Table 9: Exercise on OH in SCI

Author Year; Country
Score
Research Design
Total Sample Size
MethodsOutcome
Lopes et al. 1984;

USA

PEDro=2

RCT

N=12

Population: 5 tetraplegia, 1 paraplegia; 6 control subjects.

Treatment: Random assignment to active exercise (60 bilateral forearm flexion and extension movements per minute during the first and third minute of each tilt angle) versus no upper limb exercises during tilt from 0-70 degrees by 10 degrees increments at five-minute intervals until BP dropped below 70/40.

Outcome measures: BP, hypotensive symptoms.

1.    No significant difference between the active upper extremity exercise group versus the non-exercise group with reference to orthostatic tolerance to progressive vertical tilt.
Otsuka et al. 2008;

Japan

Prospective controlled trial

N=30

Population: 10 men with tetraplegia, age: 29±6 years who were on a wheelchair basketball team and had physical training for at least 2hr/day, 2 days/week, for 2 years; 10 untrained men with tetraplegia,    age 32±6 years and 10 able-bodied sedentary men, age 23±2 years were included as controls.

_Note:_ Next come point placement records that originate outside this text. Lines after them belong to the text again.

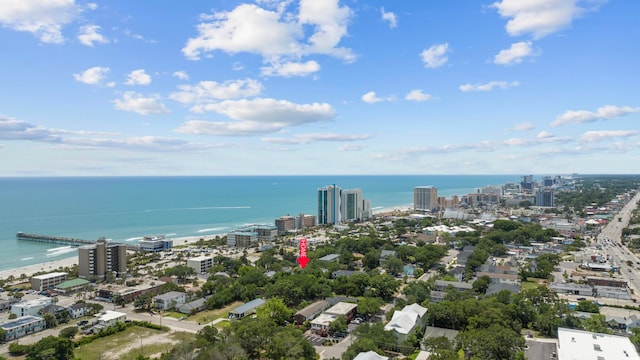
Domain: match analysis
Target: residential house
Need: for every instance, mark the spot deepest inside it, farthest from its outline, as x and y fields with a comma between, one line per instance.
x=310, y=312
x=406, y=321
x=23, y=326
x=170, y=300
x=370, y=355
x=30, y=307
x=77, y=310
x=246, y=309
x=193, y=306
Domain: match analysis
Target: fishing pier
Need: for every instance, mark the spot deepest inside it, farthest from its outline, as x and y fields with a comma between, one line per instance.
x=60, y=240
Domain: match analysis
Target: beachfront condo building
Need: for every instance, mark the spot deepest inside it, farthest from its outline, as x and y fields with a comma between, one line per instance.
x=336, y=206
x=97, y=260
x=200, y=264
x=329, y=205
x=425, y=198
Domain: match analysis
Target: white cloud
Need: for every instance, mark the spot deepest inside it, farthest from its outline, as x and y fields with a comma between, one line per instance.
x=257, y=116
x=43, y=18
x=88, y=35
x=13, y=129
x=603, y=113
x=209, y=91
x=138, y=103
x=524, y=127
x=389, y=17
x=417, y=95
x=272, y=111
x=540, y=17
x=514, y=54
x=371, y=98
x=289, y=69
x=138, y=77
x=593, y=136
x=435, y=56
x=92, y=76
x=350, y=147
x=182, y=75
x=315, y=137
x=488, y=86
x=274, y=34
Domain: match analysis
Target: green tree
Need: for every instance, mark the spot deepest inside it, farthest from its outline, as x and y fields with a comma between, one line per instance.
x=338, y=325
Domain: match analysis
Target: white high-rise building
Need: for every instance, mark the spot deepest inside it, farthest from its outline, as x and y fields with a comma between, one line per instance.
x=336, y=206
x=425, y=198
x=329, y=198
x=353, y=207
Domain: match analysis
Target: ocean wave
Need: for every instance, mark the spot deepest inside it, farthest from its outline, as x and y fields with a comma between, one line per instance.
x=211, y=229
x=58, y=249
x=60, y=252
x=199, y=208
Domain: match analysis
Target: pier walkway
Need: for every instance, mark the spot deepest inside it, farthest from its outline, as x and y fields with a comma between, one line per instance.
x=60, y=240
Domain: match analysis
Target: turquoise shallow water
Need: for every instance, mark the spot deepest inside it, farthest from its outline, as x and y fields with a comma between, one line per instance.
x=127, y=208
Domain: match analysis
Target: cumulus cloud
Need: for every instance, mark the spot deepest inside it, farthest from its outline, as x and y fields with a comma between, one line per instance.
x=606, y=112
x=209, y=91
x=274, y=34
x=88, y=35
x=289, y=69
x=540, y=18
x=315, y=137
x=182, y=75
x=43, y=18
x=488, y=86
x=138, y=77
x=594, y=136
x=435, y=56
x=417, y=95
x=371, y=98
x=92, y=76
x=515, y=54
x=257, y=116
x=390, y=18
x=13, y=129
x=524, y=127
x=138, y=103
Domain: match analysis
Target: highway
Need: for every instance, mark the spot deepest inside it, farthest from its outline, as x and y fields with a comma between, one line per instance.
x=610, y=237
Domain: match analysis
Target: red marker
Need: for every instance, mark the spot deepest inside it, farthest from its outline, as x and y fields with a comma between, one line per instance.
x=303, y=259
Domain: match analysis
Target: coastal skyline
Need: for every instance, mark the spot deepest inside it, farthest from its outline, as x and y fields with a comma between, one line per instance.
x=272, y=87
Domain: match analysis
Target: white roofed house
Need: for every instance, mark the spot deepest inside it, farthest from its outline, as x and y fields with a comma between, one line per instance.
x=406, y=321
x=170, y=300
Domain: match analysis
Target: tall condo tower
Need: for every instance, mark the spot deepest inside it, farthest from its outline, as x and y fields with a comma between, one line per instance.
x=329, y=198
x=425, y=198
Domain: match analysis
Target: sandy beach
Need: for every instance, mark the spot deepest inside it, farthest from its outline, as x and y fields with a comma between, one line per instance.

Treatment: regular physical activity training

Outcome Measures: HR, BP; electrocardiogram; autonomic nervous system activity in supine and 60° sitting position.

1.   During supine rest, trained subjects with tetraplegia had significantly lower HR than the able-bodied controls.

2.   Increase in HR from supine to sitting position in trained and untrained subjects with tetraplegia.

3.   Untrained subjects with tetraplegia, but not trained subjects with tetraplegia demonstrated significant orthostatic responses (increased sympathetic activity and reduced vagal activity).

Ditor et al. 2005;

Canada

Pre-post

N=8

Population: Sensory incomplete (AIS B-C) cervical SCI (C4-C5).

Treatment: 6 months of body weight-supported treadmill training (BWSTT).

Outcomes measures: HR, BP, and orthostatic responses, heart-rate variability.

1.    Resting HR was reduced but no change in resting BP after BWSTT.

2.    BWSTT did not improve BP or HR during head-up tilt (HUT).

Only three exercise studies have attempted to assess the effect of exercise on orthostatic tolerance in subjects with SCI and protocol differed in each. Lopes et al. (1984) found no effects on orthostatic tolerance with the addition of upper extremity exercises during a progressive head-up tilt (HUT) protocol. Such findings are not surprising given the small muscle mass involved in the upper limbs and the fact that venous pooling occurs primarily in the lower limbs. Ditor et al. (2005) demonstrated that individuals with incomplete tetraplegia retain the ability to make positive changes in cardiovascular autonomic regulation with BWSTT. However, six months of BWSTT did not adversely affect the orthostatic tolerance in subjects with SCI. The authors found this encouraging as it suggests that orthostatic tolerance is retained after exercise training, even though this intervention probably reduced peripheral vascular resistance. Otsuka et al. (2008) found that individuals with complete tetraplegia who were involved in regular physical activity training (2 hrs/day, 2 days/wk, ≥2 yrs) demonstrated greater orthostatic tolerance than inactive individuals with SCI (<30 mins/wk).

Conclusion

There is level 2 evidence (from 1 RCT) (Lopes et al. 1984) that simultaneous upper extremity exercises does not improve orthostatic tolerance during a progressive tilt exercise.

There is level 4 evidence (from 1 pre-post study) (Ditor et al. 2005) that 6 months of BWSTT does not significantly improve orthostatic tolerance during a tilt test.

There is level 4 evidence (from 1 post-test study) (Otsuka et al. 2008) that regular physical activity (2hrs/day, 2x/wk, ≥ 2yrs) may improve orthostatic tolerance during a tilt test.

Simultaneous arm exercise during a tilt test is not effective for improving orthostatic tolerance.

The benefits of body-weight supported treadmill training for management of OH have not been sufficiently proven in SCI.

There is limited evidence that regular physical activity may improve orthostatic tolerance during a tilt test.